Benefits of Flowing Tank Farm Simulation

       Modeling a tank farm as an active flow control system provides a much more realistic representation of refinery operation than treating it as passive storage.
By continuously balancing inlet flow, outlet flow, and inventory, the Digital Twin captures transient operating conditions that significantly influence production planning and refinery performance.
The main advantages include:
  • smoother downstream flow despite fluctuating upstream production;
  • improved inventory utilization;
  • reduced risk of overflow and inventory depletion;
  • realistic representation of pump and pipeline limitations;
  • support for maintenance and equipment availability analysis;
  • more accurate production planning and refinery logistics;
  • improved Digital Twin fidelity for operational decision-making.
These capabilities allow engineers to evaluate operating strategies before implementation, identify potential bottlenecks, and optimize refinery performance under changing production conditions.

Conclusion

       A flowing tank farm is much more than a storage facility. It is an active control element that stabilizes material flows, maintains inventory within safe operating limits, and improves the overall resilience of refinery operations.
Accurate tank farm simulation requires more than material balance calculations. A realistic Digital Twin must also account for inventory dynamics, equipment constraints, operating modes, and automatic flow control. Only by combining these elements can the model reproduce the behavior of an industrial tank farm under real operating conditions.
The approach presented in this article demonstrates how dynamic flow regulation can be integrated into refinery simulation to support production planning, logistics optimization, and operational analysis. By representing the tank farm as an intelligent control system rather than passive storage, engineers can build Digital Twins that more closely reflect actual refinery behavior and provide more reliable decision support.

FAQ

1 What is a flowing tank farm?
A flowing tank farm is a storage system that continuously receives and dispatches material while automatically regulating outlet flow to stabilize downstream refinery operation.

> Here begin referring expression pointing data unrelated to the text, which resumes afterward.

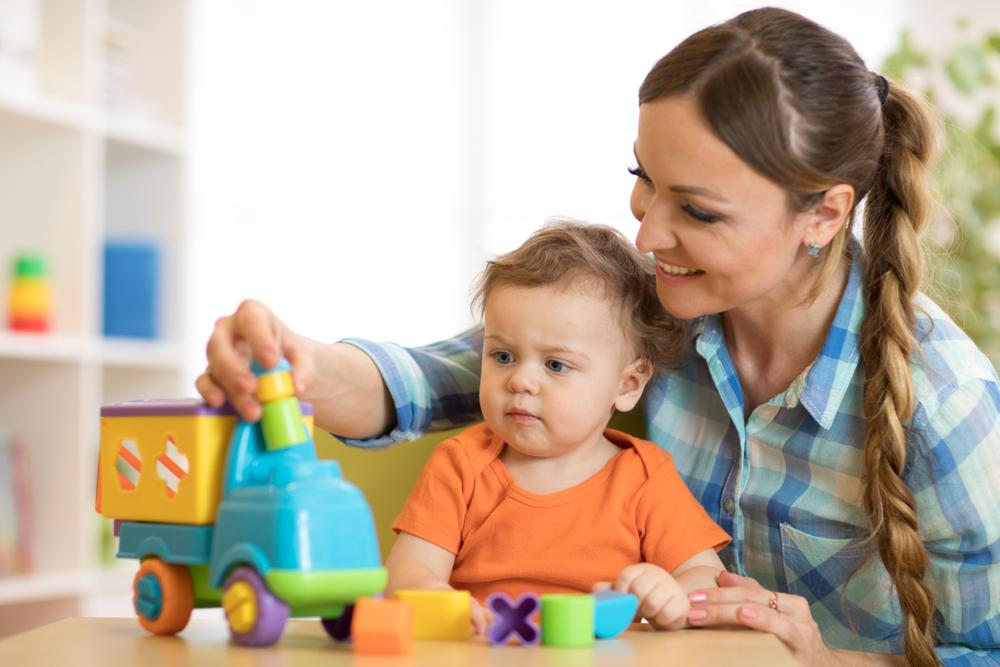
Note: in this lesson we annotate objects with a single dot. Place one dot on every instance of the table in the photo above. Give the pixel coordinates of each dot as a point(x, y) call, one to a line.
point(117, 642)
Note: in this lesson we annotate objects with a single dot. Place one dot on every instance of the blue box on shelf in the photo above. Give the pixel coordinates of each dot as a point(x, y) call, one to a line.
point(131, 289)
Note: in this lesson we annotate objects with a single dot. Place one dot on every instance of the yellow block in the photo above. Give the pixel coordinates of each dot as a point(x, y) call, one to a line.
point(273, 386)
point(30, 297)
point(165, 469)
point(440, 614)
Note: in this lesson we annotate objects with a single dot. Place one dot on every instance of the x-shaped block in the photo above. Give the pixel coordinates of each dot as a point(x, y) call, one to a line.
point(513, 618)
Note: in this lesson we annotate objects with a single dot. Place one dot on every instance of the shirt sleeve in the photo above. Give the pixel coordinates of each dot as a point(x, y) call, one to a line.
point(673, 525)
point(956, 485)
point(436, 508)
point(433, 388)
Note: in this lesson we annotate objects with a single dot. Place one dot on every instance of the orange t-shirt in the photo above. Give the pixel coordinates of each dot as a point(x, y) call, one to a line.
point(635, 509)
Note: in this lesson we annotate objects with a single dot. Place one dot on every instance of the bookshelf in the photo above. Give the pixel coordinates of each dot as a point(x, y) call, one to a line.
point(92, 144)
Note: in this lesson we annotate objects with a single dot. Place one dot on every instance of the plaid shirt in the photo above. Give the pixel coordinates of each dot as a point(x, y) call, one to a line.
point(786, 482)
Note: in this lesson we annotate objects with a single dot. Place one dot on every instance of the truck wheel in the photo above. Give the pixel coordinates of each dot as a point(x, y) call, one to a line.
point(162, 596)
point(256, 617)
point(340, 628)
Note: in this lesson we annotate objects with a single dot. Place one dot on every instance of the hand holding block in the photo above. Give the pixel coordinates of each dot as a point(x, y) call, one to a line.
point(613, 612)
point(513, 619)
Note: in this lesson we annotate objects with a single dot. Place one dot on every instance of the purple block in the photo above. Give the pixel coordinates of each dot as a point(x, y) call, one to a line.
point(513, 619)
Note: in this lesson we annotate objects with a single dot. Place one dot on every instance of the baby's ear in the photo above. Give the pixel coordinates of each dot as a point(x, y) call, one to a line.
point(633, 381)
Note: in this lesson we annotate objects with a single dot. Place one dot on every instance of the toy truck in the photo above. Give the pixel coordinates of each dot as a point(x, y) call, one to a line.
point(224, 512)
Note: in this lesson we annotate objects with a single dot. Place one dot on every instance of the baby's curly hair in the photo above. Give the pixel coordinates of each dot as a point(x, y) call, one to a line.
point(570, 253)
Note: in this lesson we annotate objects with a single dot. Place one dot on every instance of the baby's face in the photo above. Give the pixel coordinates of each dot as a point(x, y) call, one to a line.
point(553, 366)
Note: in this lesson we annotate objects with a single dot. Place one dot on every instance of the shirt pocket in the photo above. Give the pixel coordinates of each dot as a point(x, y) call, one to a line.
point(858, 612)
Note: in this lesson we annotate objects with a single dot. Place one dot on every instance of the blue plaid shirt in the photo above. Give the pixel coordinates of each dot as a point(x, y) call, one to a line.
point(786, 482)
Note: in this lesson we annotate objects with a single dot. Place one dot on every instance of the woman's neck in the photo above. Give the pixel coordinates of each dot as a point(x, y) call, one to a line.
point(772, 340)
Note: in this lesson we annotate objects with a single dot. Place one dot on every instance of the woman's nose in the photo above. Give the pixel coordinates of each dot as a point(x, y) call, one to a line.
point(656, 230)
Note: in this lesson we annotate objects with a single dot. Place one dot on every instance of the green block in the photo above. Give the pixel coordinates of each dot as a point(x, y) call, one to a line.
point(29, 265)
point(282, 423)
point(567, 619)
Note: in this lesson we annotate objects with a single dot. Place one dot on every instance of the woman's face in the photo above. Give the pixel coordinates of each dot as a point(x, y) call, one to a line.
point(722, 234)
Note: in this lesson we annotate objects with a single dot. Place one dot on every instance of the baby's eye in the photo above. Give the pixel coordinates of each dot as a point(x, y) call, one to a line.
point(503, 357)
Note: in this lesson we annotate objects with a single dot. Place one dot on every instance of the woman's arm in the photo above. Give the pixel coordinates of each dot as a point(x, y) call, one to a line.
point(367, 393)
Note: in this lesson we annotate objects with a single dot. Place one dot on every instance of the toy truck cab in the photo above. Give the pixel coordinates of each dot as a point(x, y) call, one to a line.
point(235, 514)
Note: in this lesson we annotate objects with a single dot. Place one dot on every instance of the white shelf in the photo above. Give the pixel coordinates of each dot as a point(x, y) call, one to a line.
point(42, 347)
point(125, 353)
point(144, 134)
point(113, 580)
point(73, 174)
point(42, 109)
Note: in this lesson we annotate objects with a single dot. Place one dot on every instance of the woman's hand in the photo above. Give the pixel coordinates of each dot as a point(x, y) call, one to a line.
point(662, 601)
point(743, 601)
point(252, 332)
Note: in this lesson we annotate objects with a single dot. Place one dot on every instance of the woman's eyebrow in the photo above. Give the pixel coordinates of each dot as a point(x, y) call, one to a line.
point(684, 189)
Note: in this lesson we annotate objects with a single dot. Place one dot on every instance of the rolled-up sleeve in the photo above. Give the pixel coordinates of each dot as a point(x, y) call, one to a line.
point(434, 387)
point(957, 489)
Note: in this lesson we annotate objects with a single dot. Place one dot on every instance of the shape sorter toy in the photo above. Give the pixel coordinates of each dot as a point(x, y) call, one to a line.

2 Why is tank farm simulation important?
Tank farm simulation allows engineers to predict inventory changes, evaluate flow control strategies, prevent operational bottlenecks, and improve production planning before changes are implemented in the real refinery.

3 How does a Digital Twin model a tank farm?
A Digital Twin combines material balance, inventory dynamics, operational constraints, and automatic flow control to reproduce the behavior of a real tank farm under changing operating conditions.

4 Why is flow smoothing important?
Flow smoothing reduces the impact of upstream production fluctuations on downstream process units, improving operational stability and reducing unnecessary equipment adjustments.

5 Can PRL automatically control outlet flow?
Yes. PRL supports automatic outlet flow calculation based on inventory level, inlet flow, equipment constraints, and operating mode. Manual outlet flow control is also available for scenario analysis and testing.